In [1]:
import dspy
from dspy.evaluate import Evaluate
from dspy.teleprompt import BootstrapFewShot, BootstrapFewShotWithRandomSearch

  from .autonotebook import tqdm as notebook_tqdm


In [2]:
import torch
from transformers import AutoTokenizer, AutoModel
from infer_utils import load_image


path = "./InternVL2-4B"
tokenizer = AutoTokenizer.from_pretrained(path, trust_remote_code=True, use_fast=False)
generation_config = dict(max_new_tokens=1024, do_sample=True)
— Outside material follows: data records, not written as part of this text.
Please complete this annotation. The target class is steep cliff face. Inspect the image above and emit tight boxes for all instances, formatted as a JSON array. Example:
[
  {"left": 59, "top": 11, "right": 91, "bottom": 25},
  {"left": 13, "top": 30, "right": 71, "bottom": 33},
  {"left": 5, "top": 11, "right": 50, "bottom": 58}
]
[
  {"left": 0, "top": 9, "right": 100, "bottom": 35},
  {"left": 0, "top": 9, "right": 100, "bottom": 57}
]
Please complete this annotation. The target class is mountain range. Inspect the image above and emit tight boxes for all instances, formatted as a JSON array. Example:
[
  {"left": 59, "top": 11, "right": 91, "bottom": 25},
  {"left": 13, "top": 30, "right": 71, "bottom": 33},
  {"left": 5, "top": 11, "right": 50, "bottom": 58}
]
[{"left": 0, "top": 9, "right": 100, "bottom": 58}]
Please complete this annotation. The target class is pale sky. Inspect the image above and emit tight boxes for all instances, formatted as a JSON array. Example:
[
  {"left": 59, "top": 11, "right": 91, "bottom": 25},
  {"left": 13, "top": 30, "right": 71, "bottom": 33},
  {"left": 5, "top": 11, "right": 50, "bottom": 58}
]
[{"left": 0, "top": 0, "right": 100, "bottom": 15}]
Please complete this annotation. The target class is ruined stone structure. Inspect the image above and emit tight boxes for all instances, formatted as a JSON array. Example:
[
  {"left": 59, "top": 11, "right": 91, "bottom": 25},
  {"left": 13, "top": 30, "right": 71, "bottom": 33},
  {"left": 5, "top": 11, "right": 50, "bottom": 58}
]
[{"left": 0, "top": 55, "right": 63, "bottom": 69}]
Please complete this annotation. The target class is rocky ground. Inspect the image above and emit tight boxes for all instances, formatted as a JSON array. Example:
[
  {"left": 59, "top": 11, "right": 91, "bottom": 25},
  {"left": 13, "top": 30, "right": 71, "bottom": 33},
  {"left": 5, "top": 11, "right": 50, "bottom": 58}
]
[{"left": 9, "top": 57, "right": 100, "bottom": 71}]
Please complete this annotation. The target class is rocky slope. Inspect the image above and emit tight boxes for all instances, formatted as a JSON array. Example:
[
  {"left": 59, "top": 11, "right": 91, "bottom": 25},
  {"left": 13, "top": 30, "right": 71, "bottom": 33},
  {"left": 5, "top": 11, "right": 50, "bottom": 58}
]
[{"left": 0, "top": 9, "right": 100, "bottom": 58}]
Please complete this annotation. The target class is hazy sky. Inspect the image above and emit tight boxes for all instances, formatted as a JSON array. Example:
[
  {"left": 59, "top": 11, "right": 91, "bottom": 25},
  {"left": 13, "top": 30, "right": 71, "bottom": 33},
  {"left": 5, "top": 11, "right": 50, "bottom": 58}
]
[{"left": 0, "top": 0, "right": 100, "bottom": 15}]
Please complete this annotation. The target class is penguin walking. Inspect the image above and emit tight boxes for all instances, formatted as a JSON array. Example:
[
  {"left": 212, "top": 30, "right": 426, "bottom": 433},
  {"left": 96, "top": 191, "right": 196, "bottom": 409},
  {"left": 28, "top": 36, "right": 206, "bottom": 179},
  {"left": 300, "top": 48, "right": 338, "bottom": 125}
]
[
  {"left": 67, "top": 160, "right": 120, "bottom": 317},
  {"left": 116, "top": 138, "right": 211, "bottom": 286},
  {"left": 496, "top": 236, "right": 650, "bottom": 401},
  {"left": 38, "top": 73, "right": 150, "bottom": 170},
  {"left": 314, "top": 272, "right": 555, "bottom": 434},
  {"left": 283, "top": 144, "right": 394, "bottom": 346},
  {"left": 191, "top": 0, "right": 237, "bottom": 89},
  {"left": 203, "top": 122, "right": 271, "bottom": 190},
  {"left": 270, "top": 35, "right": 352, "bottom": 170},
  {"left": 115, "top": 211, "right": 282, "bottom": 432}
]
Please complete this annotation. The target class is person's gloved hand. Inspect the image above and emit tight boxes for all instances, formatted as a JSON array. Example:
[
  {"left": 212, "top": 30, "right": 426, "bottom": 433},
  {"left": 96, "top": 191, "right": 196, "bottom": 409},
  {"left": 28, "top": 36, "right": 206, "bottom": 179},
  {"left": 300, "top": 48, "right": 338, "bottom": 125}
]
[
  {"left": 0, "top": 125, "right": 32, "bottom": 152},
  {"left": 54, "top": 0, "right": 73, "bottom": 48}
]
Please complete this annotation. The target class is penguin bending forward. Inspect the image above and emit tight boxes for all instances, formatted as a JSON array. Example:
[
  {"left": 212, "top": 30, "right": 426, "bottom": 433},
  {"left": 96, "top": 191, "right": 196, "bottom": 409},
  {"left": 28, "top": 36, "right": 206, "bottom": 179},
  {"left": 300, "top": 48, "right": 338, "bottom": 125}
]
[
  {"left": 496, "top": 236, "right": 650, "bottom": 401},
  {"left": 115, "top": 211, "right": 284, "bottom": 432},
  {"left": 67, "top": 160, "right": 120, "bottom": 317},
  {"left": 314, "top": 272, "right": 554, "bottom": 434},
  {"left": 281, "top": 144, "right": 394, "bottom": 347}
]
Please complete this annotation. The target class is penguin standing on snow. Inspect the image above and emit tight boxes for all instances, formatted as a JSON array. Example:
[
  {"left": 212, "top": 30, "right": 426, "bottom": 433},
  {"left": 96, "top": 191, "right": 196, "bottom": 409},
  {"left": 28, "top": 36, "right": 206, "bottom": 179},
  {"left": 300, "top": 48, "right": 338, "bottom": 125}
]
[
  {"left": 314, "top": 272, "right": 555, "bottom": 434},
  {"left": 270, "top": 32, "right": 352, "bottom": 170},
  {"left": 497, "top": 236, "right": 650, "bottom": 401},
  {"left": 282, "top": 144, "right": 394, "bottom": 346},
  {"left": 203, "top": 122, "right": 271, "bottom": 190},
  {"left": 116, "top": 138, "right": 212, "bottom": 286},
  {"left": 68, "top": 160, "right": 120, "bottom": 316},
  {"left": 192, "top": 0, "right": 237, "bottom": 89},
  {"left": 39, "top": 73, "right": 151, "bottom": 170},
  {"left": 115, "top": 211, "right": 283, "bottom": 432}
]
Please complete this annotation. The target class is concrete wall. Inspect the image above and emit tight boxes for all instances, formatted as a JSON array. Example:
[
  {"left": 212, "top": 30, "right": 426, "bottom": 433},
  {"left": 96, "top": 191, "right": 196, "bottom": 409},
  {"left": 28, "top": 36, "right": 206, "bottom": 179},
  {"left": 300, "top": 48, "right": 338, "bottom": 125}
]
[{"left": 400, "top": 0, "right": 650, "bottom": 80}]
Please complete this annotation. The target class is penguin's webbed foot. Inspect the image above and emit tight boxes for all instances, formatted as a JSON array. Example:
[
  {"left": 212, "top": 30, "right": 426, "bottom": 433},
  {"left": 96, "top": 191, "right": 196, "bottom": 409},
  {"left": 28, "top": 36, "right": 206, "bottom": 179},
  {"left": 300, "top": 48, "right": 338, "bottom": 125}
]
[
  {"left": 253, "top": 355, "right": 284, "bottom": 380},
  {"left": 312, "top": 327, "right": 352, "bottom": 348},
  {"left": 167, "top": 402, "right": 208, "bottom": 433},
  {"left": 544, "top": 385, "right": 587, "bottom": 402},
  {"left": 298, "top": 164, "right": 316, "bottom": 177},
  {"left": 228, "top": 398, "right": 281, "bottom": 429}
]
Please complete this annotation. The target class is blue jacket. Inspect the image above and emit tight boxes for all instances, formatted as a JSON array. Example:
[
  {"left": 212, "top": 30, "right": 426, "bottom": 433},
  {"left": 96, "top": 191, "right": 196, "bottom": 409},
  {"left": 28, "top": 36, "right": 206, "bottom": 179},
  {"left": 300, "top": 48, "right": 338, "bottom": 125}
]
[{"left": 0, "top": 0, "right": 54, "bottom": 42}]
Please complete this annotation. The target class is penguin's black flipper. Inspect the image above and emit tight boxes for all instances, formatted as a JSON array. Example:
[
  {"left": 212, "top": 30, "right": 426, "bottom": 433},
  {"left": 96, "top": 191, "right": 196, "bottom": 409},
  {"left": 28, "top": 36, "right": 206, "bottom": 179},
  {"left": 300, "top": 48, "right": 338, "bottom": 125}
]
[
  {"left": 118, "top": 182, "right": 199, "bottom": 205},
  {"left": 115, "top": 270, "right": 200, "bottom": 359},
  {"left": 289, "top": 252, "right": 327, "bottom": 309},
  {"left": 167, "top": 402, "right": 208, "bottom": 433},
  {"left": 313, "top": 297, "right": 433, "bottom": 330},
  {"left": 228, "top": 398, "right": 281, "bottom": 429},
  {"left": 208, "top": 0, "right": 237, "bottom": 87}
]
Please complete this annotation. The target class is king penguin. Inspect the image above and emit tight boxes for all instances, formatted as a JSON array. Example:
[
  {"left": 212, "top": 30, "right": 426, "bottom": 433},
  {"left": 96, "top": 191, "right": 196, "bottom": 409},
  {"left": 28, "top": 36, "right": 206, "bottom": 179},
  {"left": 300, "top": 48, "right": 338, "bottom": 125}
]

model = AutoModel.from_pretrained(
    path,
    torch_dtype=torch.bfloat16,
    low_cpu_mem_usage=True,
    use_flash_attn=False,
    trust_remote_code=True).eval().cuda()

Special tokens have been added in the vocabulary, make sure the associated word embeddings are fine-tuned or trained.


FlashAttention2 is not installed.


`flash-attention` package not found, consider installing for better performance: No module named 'flash_attn'.
Current `flash-attenton` does not support `window_size`. Either upgrade or use `attn_implementation='eager'`.




Loading checkpoint shards: 100%|██████████| 2/2 [00:00<00:00,  8.16it/s]


In [46]:
from dsp import LM

class InternVL(LM):
    def __init__(self, model, tokenizer):
        self.model = model
        self.tokenizer = tokenizer
        self.provider = "default"
        self.history = []
        self.kwargs = {
            "model": model,
            "temperature": 0.0,
            "max_tokens": 2048,
            "top_p": 1.0,
            "frequency_penalty": 0.0,
            "presence_penalty": 0.0,
            "n": 1,
        }
        # self.kwargs = {
        #     "temperature": 0.0,
        #     "max_tokens": 2048,
        #     # "top_p": 1,
        #     # "frequency_penalty": 0,
        #     # "presence_penalty": 0,
        #     # "n": 1,
        # }

    def basic_request(self, prompt: str, **kwargs):
        generation_config = {"temperature" : self.kwargs["temperature"],
                             "max_new_tokens" : self.kwargs["max_tokens"],
                             "top_p": self.kwargs["top_p"]} 


        response = self.model.chat(self.tokenizer, None, prompt, generation_config)
        self.history.append({
            "prompt": prompt,
            "response": response,
            "kwargs": kwargs,
        })
        return response

    def __call__(self, prompt, only_completed=True, return_sorted=False, **kwargs):
        response = self.request(prompt, **kwargs)
        completions = [response]
        return completions

In [47]:
import dspy
internvl2 = InternVL(model, tokenizer)
dspy.settings.configure(lm=internvl2)

In [7]:
from dspy.datasets import HotPotQA

# Load the dataset.
dataset = HotPotQA(train_seed=1, train_size=20, eval_seed=2023, dev_size=50, test_size=0)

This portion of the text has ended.